The critique, a comment on Microsoft's Nature paper from February 2025, comes after Microsoft's announcement of quantum chips that they claim will allow practical quantum computing within "years not decades." In contrast, the analysis by Dr Henry Legg, from St Andrews School of Physics and Astronomy, reveals that Microsoft's claim rested on coding errors, a flawed tune-up protocol, and were seemingly contradicted by data not presented by Microsoft.
Dr Legg said: "Last year Microsoft claimed they had built the equivalent of a precision Swiss watch. However, when I opened the case to examine the mechanism, I found what looked like a chaotic jumble of mismatched parts. Something was making noise, but it didn't look like the breakthrough Microsoft had claimed. Despite the headlines, the vast majority of scientists in the field were sceptical of Microsoft's claim from the start; my critique simply backs up that scepticism in the scientific record."
Quantum computers are predicted to solve complex problems that are impossible for our current computers. It is claimed that they can discover new drugs, optimise global logistics, and crack encryption. However, quantum states are incredibly fragile, prone to collapsing at the slightest interference from the outside world. To solve this, Microsoft bet heavily on a unique approach called "topological quantum computing." They aim to harness elusive particles called Majoranas to create qubits that are supposed to be immune to outside interference.

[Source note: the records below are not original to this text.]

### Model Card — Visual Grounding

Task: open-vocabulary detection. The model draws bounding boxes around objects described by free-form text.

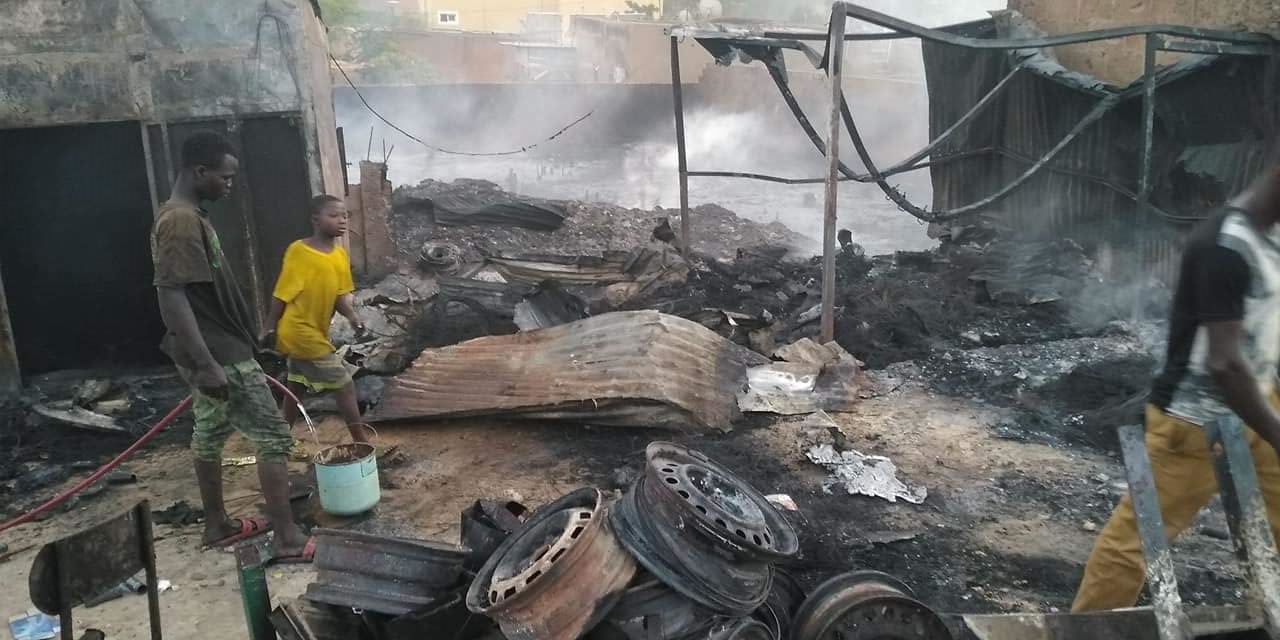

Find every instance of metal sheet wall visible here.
[922,38,1271,284]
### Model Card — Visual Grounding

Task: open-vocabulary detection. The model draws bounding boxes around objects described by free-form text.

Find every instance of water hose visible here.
[0,375,311,535]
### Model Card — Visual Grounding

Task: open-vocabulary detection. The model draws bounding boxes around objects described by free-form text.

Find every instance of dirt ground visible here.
[0,374,1249,638]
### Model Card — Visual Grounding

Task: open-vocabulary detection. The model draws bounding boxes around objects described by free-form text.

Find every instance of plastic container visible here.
[314,443,380,516]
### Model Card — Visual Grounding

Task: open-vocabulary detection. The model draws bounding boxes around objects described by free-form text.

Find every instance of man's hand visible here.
[192,363,230,400]
[353,322,369,341]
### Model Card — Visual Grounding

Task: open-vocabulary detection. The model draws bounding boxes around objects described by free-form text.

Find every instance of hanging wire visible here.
[331,54,594,157]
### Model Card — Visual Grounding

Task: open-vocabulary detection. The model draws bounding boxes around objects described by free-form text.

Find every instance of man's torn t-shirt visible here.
[1151,208,1280,425]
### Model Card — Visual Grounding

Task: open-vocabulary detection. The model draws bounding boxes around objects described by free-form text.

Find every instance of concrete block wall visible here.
[1009,0,1280,84]
[0,0,344,195]
[350,161,397,279]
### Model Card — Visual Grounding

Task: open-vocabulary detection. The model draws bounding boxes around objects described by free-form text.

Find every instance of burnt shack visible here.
[921,9,1280,281]
[0,0,345,395]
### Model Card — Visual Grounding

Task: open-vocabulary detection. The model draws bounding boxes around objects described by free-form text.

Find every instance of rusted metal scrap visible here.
[305,529,469,616]
[369,311,767,432]
[461,499,529,572]
[611,442,800,616]
[467,488,636,640]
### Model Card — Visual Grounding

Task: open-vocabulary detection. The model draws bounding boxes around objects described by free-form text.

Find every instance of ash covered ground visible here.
[3,179,1241,626]
[361,179,1238,613]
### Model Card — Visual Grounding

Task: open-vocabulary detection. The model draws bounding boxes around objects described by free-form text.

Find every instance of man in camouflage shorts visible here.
[151,131,312,560]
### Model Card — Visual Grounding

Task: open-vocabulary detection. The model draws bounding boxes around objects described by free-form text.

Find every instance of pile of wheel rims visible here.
[464,442,953,640]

However, the existence of Majoranas remains unproven, and Microsoft's pursuit of this technology has faced major credibility issues before. In 2021, researchers funded by the company were forced to retract a previous Nature paper that claimed to have found evidence of Majoranas. The authors of that paper apologised for "insufficient scientific rigour."

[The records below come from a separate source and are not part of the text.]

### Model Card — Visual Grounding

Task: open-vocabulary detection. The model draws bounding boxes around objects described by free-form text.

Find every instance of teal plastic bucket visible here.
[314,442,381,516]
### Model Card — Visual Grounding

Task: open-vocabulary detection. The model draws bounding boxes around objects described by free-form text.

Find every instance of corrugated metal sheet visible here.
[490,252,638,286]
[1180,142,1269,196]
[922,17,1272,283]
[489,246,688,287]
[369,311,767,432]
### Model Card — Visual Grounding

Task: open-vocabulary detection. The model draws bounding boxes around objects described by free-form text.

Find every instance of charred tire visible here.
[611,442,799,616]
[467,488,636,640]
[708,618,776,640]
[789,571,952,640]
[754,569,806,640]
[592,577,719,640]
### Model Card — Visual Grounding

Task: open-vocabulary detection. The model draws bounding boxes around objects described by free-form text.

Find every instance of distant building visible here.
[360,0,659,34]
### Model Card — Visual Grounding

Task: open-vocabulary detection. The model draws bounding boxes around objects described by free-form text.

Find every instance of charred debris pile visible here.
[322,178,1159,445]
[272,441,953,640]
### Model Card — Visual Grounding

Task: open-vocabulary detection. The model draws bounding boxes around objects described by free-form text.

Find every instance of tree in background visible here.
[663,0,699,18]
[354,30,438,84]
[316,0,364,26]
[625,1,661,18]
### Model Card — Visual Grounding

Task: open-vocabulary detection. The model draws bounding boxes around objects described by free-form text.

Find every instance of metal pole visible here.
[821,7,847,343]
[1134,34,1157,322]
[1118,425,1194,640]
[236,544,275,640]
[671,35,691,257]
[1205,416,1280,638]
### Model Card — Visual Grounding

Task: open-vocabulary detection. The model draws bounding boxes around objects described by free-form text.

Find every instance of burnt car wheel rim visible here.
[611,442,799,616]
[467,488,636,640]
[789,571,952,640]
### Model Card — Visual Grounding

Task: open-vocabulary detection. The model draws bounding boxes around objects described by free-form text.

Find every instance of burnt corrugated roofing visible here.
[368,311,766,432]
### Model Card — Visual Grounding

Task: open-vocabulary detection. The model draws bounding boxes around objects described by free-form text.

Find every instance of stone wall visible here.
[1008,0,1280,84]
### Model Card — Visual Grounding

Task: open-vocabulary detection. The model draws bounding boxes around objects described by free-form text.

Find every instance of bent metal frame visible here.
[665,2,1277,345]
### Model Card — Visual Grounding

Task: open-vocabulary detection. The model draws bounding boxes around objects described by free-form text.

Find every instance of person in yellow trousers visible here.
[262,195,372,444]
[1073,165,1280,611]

The Topological Gap Protocol (TGP) was supposedly Microsoft's answer to these past failures – an automated software test designed to eliminate human bias and prevent false positives. Yet, today's peer-reviewed critique provides evidence that this protocol is itself flawed. Dr Legg's analysis reveals severe issues with how Microsoft used the TGP to validate their devices:
- Simply shifting measurement windows can alter the protocol's outcome. This causes Microsoft's software to classify the exact same device region as either suitable for quantum computing ("gapped") or not suitable ("gapless") simply due to arbitrary measurement choices.
- Microsoft presented only the favourable outcomes of the protocol in their Nature publication. Contradictory results, where the TGP classified the purportedly successful regions as not suitable for quantum computing, were not shown.
- Coding errors in Microsoft's data-processing caused them to omit and completely miss exploring other critical regions of the device's phase space, despite the explicit requests of peer reviewers for these checks.
- The raw conductance data, which Microsoft did not present in their original paper, reveals a highly disordered system. Instead of the pristine topological gap required for quantum computing, the data appears to show signatures of disorder and non-topological "quantum dots" that could explain Microsoft's measurements.
This case highlights how rigorous scientific analysis can challenge even the largest technology corporations.
Dr Legg, concluded: "I am simply reflecting what most in the field felt from the initial announcement. I felt that I needed to put these concerns into a formal scientific critique. It is good that it has now been peer-reviewed and published.